Sep 14, 2018 08:14 PM
Sep 14, 2018 08:42 PM
"This Android App Lets You Search for Specific Words in Books & Documents via Augmented Reality" cover image

One of the neatest tricks available in Google Lens, an app that can identify and interpret real world information, is the ability to copy text from the app's camera view and paste it into a digital document.

And while the computer vision assistance of Google Lens takes care of the copy and paste function in augmented reality, a new mobile app from Find It Software fulfills the find function directly on printed documents in real time.

Available in the Play Store, Find It uses Google's optical character recognition (OCR) library to read text in the camera view, as opposed to other OCR tools that scan documents and spit out the text translations.

In real time, the app searches the text in its view for multiple keywords you input into the app.

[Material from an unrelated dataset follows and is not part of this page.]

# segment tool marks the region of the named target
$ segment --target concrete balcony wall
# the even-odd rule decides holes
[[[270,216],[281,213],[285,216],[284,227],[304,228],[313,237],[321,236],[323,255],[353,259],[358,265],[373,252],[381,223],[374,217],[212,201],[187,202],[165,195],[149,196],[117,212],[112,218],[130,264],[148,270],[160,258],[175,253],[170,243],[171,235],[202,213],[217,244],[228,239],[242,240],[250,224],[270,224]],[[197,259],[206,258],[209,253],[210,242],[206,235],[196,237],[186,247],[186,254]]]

When found, the words are underlined within the camera view. In my limited testing, the tracking of the words is a bit unstable, but it gets the job done.

Additionally, the app can search text in any Latin-based language, which covers English, Spanish, French, Romanian, and Portuguese, as well as German and others. And for security-minded users, rest easy, the app does not save images of the documents it scans.

It's this kind of practical application of augmented reality, at least for those of us who work with words for a living, that will evolve the technology far beyond gimmickry.

Google Lens has already proven invaluable to me personally in copying text from snapshots instead of retyping blocks of text. Now, by offering a similar utility for combing over printed copies of documents when soft copies aren't available, Find It could become my next oft-used AR tool.